The number of bins of histograms can be changed by typing the desired number of bins in the corresponding textbox. A larger number of bins results in a higher resolution, but it will increase the time it takes to update histograms due the increased computational load.
The currently loaded tours can be animated by checking the checkbox below the “Update frames” button. The interval in which the next frames will be loaded can be changed in the textbox next to the checkbox.
If there are many projection axes displayed it can clutter the plot. To combat this the option to blend out projection axes of low length has been implemented. Therefore, a projection threshold (a float between 0 and 1) can be set and by checking the checkbox, projection axes that are shorter than the threshold are blended out.
The current state of the GUI can be saved by clicking the “Save projections and subsets” button. This will produce a file browser with which one can choose the directory for the files to be saved in. The saved files are
Alternatively the function load_interactive_tour() can be used to load a save directly.

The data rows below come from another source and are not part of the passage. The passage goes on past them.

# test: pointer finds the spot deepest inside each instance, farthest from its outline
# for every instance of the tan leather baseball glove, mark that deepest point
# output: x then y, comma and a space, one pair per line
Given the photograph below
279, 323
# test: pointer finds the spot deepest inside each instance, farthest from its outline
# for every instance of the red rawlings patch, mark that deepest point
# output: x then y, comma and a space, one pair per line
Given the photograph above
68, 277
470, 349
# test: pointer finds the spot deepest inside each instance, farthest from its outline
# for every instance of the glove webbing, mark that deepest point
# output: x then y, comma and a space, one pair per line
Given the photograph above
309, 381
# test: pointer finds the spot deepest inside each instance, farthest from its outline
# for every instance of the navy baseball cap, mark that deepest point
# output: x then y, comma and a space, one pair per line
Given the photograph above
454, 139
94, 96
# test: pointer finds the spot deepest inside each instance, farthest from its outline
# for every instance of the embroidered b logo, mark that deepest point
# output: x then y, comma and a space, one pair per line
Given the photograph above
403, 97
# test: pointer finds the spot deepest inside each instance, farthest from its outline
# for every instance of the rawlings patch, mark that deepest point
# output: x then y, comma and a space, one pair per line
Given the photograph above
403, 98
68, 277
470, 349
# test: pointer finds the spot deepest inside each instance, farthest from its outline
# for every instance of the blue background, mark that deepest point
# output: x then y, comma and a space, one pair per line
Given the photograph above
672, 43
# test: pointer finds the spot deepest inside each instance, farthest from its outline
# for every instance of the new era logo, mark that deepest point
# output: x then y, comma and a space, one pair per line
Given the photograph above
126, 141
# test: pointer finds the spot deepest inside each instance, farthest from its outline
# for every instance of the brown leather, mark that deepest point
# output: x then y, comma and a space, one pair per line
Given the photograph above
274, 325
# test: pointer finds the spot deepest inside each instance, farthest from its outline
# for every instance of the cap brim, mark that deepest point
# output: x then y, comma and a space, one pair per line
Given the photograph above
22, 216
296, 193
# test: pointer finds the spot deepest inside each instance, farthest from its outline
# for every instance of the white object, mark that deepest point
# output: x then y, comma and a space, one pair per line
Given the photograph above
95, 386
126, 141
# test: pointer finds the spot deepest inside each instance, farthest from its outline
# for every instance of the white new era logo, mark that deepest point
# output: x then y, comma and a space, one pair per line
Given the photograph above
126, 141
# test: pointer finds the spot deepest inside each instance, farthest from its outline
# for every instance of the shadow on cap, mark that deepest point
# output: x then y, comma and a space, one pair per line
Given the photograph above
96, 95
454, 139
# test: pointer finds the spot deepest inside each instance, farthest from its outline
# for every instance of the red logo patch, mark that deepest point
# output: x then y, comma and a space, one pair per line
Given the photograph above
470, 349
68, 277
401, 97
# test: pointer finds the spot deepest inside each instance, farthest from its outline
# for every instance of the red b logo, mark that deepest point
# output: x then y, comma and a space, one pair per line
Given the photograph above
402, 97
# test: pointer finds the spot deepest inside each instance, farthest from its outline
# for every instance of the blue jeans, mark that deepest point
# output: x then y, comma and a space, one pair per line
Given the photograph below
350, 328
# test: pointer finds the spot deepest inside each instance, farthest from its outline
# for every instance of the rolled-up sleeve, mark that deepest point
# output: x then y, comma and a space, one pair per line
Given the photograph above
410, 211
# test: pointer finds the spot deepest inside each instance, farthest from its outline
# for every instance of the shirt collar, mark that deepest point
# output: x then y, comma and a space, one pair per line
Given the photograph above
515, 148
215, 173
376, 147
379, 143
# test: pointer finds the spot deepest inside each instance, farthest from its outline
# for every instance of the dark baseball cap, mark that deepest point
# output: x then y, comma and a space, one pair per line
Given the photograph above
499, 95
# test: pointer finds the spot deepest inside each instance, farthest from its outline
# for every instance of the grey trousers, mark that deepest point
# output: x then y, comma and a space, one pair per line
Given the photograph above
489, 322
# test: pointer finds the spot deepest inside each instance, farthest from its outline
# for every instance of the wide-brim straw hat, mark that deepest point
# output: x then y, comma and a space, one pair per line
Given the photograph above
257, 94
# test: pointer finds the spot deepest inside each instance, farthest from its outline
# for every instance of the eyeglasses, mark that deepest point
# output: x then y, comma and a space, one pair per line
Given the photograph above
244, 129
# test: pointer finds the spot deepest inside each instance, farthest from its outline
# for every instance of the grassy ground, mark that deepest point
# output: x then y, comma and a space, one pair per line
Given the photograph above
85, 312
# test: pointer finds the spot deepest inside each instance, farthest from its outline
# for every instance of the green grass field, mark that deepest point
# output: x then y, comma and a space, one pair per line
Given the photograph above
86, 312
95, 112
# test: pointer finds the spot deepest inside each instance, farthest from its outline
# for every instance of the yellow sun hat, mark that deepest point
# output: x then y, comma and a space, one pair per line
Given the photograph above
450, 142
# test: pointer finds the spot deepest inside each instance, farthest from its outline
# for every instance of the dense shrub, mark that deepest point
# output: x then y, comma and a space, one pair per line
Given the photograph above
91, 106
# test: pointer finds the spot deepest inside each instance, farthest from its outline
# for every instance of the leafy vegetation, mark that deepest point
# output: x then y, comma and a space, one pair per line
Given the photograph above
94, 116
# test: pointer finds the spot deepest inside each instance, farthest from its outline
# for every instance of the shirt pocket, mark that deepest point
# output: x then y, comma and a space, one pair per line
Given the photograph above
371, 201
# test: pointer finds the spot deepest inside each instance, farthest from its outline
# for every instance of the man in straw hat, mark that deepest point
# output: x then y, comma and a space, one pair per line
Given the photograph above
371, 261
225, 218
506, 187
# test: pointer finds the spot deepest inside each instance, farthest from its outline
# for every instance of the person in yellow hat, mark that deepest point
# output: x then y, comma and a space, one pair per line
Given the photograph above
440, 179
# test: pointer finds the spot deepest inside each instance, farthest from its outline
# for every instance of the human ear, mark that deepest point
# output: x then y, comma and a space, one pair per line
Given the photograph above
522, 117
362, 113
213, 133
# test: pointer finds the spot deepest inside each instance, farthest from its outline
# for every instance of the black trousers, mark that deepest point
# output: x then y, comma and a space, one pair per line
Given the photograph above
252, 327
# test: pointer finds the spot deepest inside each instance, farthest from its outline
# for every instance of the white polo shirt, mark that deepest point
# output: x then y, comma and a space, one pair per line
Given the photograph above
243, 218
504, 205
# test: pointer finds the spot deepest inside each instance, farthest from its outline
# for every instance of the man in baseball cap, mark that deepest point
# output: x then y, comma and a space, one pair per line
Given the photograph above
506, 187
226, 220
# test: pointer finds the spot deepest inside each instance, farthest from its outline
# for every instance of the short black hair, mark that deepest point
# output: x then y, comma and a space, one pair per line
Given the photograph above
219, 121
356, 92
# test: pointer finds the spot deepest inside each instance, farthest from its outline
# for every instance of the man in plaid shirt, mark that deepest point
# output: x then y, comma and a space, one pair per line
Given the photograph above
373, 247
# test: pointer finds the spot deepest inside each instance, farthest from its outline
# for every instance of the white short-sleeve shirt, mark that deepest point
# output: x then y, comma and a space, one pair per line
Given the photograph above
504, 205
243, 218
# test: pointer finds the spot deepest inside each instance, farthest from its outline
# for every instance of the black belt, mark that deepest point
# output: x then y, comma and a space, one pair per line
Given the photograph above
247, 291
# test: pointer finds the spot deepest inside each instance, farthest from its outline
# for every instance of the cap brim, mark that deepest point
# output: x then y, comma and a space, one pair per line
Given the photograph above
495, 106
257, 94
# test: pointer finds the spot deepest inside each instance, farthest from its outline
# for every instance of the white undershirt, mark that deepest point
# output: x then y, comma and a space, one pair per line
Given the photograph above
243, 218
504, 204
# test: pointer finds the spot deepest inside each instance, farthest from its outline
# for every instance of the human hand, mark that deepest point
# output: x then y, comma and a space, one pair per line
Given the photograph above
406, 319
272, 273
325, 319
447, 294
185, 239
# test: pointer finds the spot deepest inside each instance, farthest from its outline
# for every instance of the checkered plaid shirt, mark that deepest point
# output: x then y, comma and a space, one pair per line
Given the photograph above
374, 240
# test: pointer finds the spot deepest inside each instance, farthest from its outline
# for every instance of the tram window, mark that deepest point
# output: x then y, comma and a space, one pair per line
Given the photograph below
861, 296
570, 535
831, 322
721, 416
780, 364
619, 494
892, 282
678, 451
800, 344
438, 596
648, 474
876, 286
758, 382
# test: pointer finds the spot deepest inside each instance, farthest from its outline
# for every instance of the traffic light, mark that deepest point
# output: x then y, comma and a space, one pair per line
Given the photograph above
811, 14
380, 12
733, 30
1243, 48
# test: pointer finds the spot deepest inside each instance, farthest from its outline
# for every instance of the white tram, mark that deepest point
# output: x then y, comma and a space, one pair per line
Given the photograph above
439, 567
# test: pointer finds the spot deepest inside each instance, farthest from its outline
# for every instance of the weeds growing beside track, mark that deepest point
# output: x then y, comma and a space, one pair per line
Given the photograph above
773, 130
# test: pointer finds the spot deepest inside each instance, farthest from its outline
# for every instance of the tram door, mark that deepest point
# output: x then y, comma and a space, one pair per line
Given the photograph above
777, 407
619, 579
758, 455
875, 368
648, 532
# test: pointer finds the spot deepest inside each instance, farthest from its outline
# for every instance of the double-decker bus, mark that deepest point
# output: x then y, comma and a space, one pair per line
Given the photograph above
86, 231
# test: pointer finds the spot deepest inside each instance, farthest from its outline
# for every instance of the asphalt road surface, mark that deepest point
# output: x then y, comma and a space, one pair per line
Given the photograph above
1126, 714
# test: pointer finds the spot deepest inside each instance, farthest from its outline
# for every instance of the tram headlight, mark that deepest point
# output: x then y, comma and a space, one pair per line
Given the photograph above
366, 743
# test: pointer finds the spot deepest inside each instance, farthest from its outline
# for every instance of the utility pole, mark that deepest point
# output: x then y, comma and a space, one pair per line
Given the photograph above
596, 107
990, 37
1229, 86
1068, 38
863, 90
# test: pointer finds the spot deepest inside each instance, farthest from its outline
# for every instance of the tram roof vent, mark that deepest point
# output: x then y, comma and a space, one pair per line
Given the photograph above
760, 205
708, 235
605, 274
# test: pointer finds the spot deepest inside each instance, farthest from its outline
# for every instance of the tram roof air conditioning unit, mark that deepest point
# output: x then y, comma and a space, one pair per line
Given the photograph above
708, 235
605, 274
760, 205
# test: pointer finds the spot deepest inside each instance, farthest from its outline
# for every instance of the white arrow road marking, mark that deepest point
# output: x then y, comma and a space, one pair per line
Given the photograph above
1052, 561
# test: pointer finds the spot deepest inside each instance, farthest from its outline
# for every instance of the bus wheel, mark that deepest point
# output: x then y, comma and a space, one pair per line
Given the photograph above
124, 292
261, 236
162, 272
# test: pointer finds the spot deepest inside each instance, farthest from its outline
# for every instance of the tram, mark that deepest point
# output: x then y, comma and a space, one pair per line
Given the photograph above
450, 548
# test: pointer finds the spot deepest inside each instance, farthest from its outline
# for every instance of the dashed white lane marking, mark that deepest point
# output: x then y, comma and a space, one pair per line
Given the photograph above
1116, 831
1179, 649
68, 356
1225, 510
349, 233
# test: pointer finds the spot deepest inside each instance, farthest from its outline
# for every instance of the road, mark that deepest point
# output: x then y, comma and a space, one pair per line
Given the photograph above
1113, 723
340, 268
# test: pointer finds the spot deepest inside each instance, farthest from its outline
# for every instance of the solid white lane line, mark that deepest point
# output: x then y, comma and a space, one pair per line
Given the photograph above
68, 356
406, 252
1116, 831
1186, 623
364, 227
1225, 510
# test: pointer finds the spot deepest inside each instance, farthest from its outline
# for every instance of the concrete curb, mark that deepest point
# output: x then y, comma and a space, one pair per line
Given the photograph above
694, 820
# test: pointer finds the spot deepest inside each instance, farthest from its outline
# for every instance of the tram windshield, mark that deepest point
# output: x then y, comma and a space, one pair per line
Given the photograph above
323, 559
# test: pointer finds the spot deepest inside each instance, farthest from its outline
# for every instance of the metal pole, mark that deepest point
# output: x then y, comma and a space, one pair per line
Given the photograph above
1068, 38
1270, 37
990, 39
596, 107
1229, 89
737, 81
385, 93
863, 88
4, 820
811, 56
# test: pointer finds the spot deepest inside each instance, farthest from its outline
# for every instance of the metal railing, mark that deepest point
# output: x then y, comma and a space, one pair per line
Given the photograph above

New tours can be initiated by first choosing what tour one wants to compute and then pressing “Run tour”. Currently, local tours and guided tours with the indices holes and LDA are available. Local tours will be initiated with the currently displayed projections. They can therefore be used to further explore projections similar to the displayed one. By pressing “Reset original tour” one can return to the originally loaded tours.